On the other hand, I’m not a professional programmer. I program to solve problems I run into in life, and I program for fun. I have many programming projects that I’ve started and not completed. I’m an amateur programmer. I don’t need my work to look exactly what professional programmers’ work looks like because I rarely, if ever, share my programming with other people. I often share the results of my programming though, and this has helped build some useful tools for my students.
There are many low-level tasks that I no longer need to reference. I don’t need to look up how to define variables or functions, and I don’t need to look up loops, conditionals, and other basic parts of the structure of the programming languages that I know. I still need to look up the methods and properties of some higher level objects in the programming languages I know though, and when I program in PHP, I have a reference manual for the hundreds of functions available in PHP always open. I could be said to have developed a certain amount of automaticity in learning how to program, especially for the more basic tasks.

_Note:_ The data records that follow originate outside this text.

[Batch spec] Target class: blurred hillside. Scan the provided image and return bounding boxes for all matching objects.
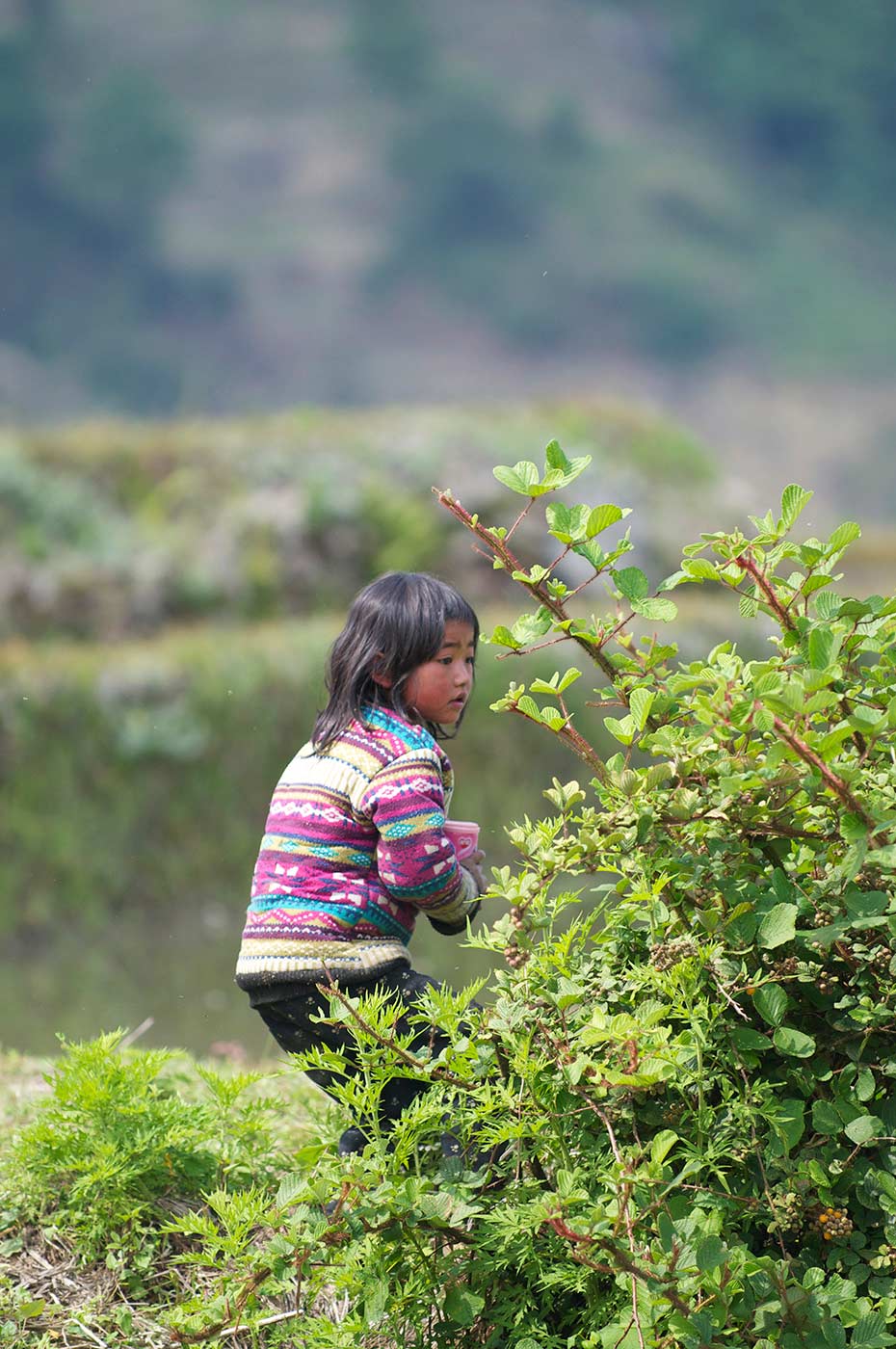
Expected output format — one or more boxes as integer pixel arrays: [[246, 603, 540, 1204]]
[[0, 0, 896, 505]]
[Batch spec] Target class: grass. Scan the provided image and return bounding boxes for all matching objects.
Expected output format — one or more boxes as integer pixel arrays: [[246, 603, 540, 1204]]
[[0, 1035, 325, 1349]]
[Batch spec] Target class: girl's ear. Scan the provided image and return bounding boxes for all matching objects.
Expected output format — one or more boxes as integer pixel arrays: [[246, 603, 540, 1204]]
[[370, 651, 394, 688]]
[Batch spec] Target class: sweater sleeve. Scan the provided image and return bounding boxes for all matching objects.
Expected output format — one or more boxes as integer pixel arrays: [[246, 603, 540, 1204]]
[[360, 749, 479, 931]]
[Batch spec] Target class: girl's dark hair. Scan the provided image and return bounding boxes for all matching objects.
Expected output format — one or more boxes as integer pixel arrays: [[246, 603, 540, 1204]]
[[312, 572, 479, 750]]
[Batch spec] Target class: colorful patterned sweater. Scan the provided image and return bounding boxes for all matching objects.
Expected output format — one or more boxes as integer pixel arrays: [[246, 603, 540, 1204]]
[[236, 707, 478, 991]]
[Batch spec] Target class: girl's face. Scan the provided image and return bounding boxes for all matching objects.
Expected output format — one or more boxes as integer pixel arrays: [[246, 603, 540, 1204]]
[[402, 620, 476, 726]]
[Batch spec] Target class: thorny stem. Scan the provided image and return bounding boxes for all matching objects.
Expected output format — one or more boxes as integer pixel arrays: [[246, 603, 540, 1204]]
[[434, 487, 627, 690], [317, 984, 474, 1094], [775, 716, 880, 846], [734, 550, 796, 633], [509, 704, 607, 782]]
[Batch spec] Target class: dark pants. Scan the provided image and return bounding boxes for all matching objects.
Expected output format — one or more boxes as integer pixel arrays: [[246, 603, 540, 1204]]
[[255, 967, 455, 1156]]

This automaticity was not learned by memorizing programming structures. I didn’t develop automaticity by doing practice exercises. I didn’t develop automaticity by reading books on programming. I developed automaticity in the low-level programming tasks by programming, by giving myself projects to work on that required me to build my skill, and by repeatedly looking up reference material when I got stuck. I developed automaticity because it is frustrating to write code that doesn’t work. It’s frustrating to get error messages that are nearly incomprehensible back from the computer when you make a mistake in the structure of your code.
If we look at mathematics education, we see that many, many of the problems given to students which have standard solutions. We expect students to develop fluency in these problems, often before they ever get to see any of the non-standard problems. In fact, in k to 12 education, students can potentially never be given an open-ended non-standard problem. Unfortunately, I believe this approach has failed our students in the past, and I’m not alone.
I’d like to see a system without a focus on fluency and automaticity in mathematics. These are the wrong drivers of mathematics education. Instead of focusing on the lowest level tasks mathematicians do, and assuming that fluency in these tasks leads to mathematical reasoning, we should focus on the most interesting and challenging tasks, and expect that a certain degree of fluency and automaticity will be developed as a result of these tasks. Instead of expecting students to memorize recipes and algorithms, we should allow them to develop toolkits and libraries to use of their own that they can reference as needed. Instead of feeling that every problem students need to do has to be solved quickly or efficiently, we should allow for alternate solutions and methods to be used.